Al terminarme la Isla de Huxley me fue inevitable hacer la correspondiente comparación con Un Mundo Feliz, me imagino que todos los que nos hemos leído ambas obras del escritor inglés lo hemos hecho. Las diferencias y similitudes son muchas pero hay una que me llama la atención sobremanera; en ambas sociedades existe una droga cuasi perfecta: Soma para Un Mundo Feliz, Moksha (que en sánscrito significa liberación) para La Isla. No dejan secuelas, ni provocan resacas o perniciosas adicciones, te transportan con facilidad a un mundo hipersensitivo y maravilloso en el cual rozas con la yema de los dedos la felicidad. No son exactamente iguales, ni el papel que el las hace jugar en los cimientos de los edificios sociales que construye, parecidos. El soma es una panacea universal que les alivia de todos los males y se les ofrece como recompensa tras las duras horas de trabajo. La medicina Moksha aparece más como un piramidión en la cúspide de una sociedad basada en un tipo de educación muy especial (budismo, yoga, sexo) que les hace vivir experiencias que rozan el misticismo.

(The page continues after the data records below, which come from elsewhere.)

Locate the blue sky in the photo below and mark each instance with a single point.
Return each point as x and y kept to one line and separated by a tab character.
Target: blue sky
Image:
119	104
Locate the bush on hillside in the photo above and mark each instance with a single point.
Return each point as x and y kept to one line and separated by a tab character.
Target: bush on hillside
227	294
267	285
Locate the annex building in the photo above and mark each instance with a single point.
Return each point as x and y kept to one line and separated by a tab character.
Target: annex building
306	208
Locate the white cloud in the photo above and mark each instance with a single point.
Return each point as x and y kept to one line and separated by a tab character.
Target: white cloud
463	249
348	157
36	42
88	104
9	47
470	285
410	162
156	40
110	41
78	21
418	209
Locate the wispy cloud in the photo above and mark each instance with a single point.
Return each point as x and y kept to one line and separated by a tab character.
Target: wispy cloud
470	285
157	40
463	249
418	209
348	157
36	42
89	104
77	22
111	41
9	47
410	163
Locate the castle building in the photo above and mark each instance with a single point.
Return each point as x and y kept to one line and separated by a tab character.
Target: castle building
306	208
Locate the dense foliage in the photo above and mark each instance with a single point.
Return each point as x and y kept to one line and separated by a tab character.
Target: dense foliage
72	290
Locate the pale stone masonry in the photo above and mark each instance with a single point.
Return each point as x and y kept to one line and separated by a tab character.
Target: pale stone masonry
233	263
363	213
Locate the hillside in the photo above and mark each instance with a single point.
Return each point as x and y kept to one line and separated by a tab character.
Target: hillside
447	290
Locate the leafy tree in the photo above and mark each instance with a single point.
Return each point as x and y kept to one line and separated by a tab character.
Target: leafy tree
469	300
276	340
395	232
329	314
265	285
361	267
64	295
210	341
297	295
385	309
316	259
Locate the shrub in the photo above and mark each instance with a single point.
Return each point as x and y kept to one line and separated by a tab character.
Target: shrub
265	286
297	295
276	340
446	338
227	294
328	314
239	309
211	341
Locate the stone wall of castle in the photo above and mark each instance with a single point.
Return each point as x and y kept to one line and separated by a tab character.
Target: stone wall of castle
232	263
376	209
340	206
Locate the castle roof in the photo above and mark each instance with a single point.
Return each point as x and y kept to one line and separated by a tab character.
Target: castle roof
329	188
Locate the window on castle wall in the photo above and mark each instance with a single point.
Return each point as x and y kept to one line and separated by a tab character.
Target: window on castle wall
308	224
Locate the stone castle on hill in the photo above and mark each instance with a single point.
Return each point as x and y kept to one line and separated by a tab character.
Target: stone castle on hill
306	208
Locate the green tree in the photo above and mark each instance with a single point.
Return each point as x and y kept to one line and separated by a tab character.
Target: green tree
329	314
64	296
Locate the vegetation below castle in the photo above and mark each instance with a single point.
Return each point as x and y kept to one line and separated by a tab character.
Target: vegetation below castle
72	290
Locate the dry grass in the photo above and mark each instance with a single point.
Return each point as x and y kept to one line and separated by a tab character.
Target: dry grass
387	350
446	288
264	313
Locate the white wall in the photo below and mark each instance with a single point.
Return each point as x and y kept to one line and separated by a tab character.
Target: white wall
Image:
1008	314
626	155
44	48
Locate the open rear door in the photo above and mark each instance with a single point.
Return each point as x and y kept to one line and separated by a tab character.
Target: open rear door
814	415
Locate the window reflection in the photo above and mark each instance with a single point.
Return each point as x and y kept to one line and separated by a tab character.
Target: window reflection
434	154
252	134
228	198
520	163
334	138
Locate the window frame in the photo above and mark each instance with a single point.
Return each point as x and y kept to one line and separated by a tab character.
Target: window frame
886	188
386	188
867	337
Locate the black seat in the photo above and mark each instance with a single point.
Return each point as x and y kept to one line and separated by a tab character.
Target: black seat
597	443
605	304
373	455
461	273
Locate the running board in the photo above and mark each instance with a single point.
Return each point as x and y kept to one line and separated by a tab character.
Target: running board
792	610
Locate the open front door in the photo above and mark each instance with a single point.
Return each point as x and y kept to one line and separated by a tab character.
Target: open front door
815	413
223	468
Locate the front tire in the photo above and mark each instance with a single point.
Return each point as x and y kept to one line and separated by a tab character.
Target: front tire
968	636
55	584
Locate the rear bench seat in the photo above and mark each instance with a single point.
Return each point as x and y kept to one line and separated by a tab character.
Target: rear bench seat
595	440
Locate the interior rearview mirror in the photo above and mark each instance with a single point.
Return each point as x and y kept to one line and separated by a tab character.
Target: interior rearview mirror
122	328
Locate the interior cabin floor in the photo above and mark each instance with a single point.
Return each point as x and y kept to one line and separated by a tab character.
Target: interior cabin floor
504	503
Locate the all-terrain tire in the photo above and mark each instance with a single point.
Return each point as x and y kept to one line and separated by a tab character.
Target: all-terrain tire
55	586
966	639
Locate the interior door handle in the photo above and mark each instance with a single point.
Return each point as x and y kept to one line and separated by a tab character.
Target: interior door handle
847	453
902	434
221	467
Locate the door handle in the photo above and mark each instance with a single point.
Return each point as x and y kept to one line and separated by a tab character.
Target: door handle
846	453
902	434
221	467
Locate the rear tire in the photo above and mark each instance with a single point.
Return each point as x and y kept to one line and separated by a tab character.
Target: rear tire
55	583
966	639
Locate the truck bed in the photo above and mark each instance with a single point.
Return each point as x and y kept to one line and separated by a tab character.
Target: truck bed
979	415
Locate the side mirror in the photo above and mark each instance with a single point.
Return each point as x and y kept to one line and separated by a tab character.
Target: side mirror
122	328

Es quizás el elemento más parecido que encontramos en ambas sociedades, ¿Por qué sucede ésto? Es una pregunta que solo podría contestar el propio autor y, quizás, lo haya hecho pero yo voy a tratar de aventurar una explicación. En mi humilde opinión, estas drogas otorgan la posibilidad de escapar a quien las consume, de tener siempre una puerta de escape a mano, poder olvidar por un tiempo su vida, problemas y pesares; perderse en una felicidad irreal y quizás estúpida pero tan necesaria, tener unas breves vacaciones de uno mismo. Posiblemente haya ya muchos que tengan una manera de hacerlo: alcohol, religión, cocaína, fútbol, familia... el problema es que después tienen que regresar, y más de una vez no quieren volver a entrar en la piel que abandonaron y les espera vestida con el mismo traje de dolor que querían perder de vista. De hecho todos conocemos casos de gente que se quedó allí, con su enajenante compañero sea cual sea su nombre, para siempre.
Una vía de escape siempre es necesaria, no hay nada tan cruel como poner a alguien entre la espada y la pared, jamás sabrás como va a reaccionar. La desesperación puede tomar formas inconcebibles y funestas. La clave está en saber cuando te estas tomando un respiro vacacional o cuando estas huyendo para no volver jamás.
Huxley experimentó toda su vida con las drogas, pensaba que podían ayudarnos a ser felices tanto o más que la filosofía, de hecho murió el mismo día que J. F.K, de sobredosis de LCD, tenía cancer de garganta y decidió huir definitivamente...

Brausen recomienda una nueva joya musical a las ya tantas recomendadas: Murder by death y en especial la canción Ash.